Table of Contents

PHP RFC: Define proper semantics for range() function

Introduction

PHP's standard library implements the range() function, which generates an array of values going from a $start value to an $end value. By default values are generated by using a step of 1 but this behaviour can be changed by passing the $step parameter. In principle, the range() function only works with integer, float, and string $start and $end values, but in reality this is not the case.

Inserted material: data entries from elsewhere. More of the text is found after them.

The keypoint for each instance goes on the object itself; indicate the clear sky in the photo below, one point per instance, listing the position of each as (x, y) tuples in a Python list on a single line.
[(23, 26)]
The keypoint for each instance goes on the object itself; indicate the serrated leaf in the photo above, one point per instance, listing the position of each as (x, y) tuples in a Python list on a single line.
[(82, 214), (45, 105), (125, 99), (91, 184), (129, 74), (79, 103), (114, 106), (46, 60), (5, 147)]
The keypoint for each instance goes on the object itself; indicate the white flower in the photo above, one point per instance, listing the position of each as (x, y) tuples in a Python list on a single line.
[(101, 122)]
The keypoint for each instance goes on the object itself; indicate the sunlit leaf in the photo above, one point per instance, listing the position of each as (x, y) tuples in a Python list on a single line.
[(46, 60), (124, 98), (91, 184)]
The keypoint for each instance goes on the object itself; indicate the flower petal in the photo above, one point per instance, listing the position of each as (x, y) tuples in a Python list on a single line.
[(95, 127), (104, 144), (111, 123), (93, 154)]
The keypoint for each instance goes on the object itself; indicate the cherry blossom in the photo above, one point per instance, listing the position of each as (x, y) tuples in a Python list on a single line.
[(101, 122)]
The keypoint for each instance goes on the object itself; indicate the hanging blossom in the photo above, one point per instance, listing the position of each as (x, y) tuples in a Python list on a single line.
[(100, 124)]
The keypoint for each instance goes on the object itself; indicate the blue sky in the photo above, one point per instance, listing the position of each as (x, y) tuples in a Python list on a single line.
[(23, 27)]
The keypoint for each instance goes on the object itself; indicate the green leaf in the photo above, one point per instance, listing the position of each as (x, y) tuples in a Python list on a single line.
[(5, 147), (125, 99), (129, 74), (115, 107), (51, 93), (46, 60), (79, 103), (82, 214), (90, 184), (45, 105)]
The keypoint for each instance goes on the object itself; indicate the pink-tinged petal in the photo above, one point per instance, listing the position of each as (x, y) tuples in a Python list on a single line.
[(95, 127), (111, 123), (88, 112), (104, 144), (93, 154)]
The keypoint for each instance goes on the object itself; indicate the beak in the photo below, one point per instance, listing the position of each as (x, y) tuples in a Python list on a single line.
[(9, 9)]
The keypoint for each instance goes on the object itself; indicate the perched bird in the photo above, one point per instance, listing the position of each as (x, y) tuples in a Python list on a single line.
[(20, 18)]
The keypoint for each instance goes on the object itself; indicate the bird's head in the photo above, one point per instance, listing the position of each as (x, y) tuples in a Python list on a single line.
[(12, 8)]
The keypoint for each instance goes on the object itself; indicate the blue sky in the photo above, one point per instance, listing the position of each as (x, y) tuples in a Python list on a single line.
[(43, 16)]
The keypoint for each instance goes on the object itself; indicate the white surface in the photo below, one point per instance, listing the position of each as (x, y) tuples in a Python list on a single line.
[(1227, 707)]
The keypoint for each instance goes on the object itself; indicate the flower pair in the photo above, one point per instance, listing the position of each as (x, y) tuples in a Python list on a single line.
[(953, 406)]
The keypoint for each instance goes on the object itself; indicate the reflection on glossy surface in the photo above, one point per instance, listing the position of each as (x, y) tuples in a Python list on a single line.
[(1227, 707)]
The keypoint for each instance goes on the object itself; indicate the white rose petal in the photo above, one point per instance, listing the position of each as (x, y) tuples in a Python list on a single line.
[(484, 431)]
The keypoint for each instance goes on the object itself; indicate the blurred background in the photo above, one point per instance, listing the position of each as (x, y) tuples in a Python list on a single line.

Moreover, even within those expected types the behaviour can be quite strange.

Current Behaviour of range()

The current behaviour is quite complex, and it might be easier to just read the implementation, but it roughly goes as follows:

First, check if the $step argument is negative; if it is multiply by -1.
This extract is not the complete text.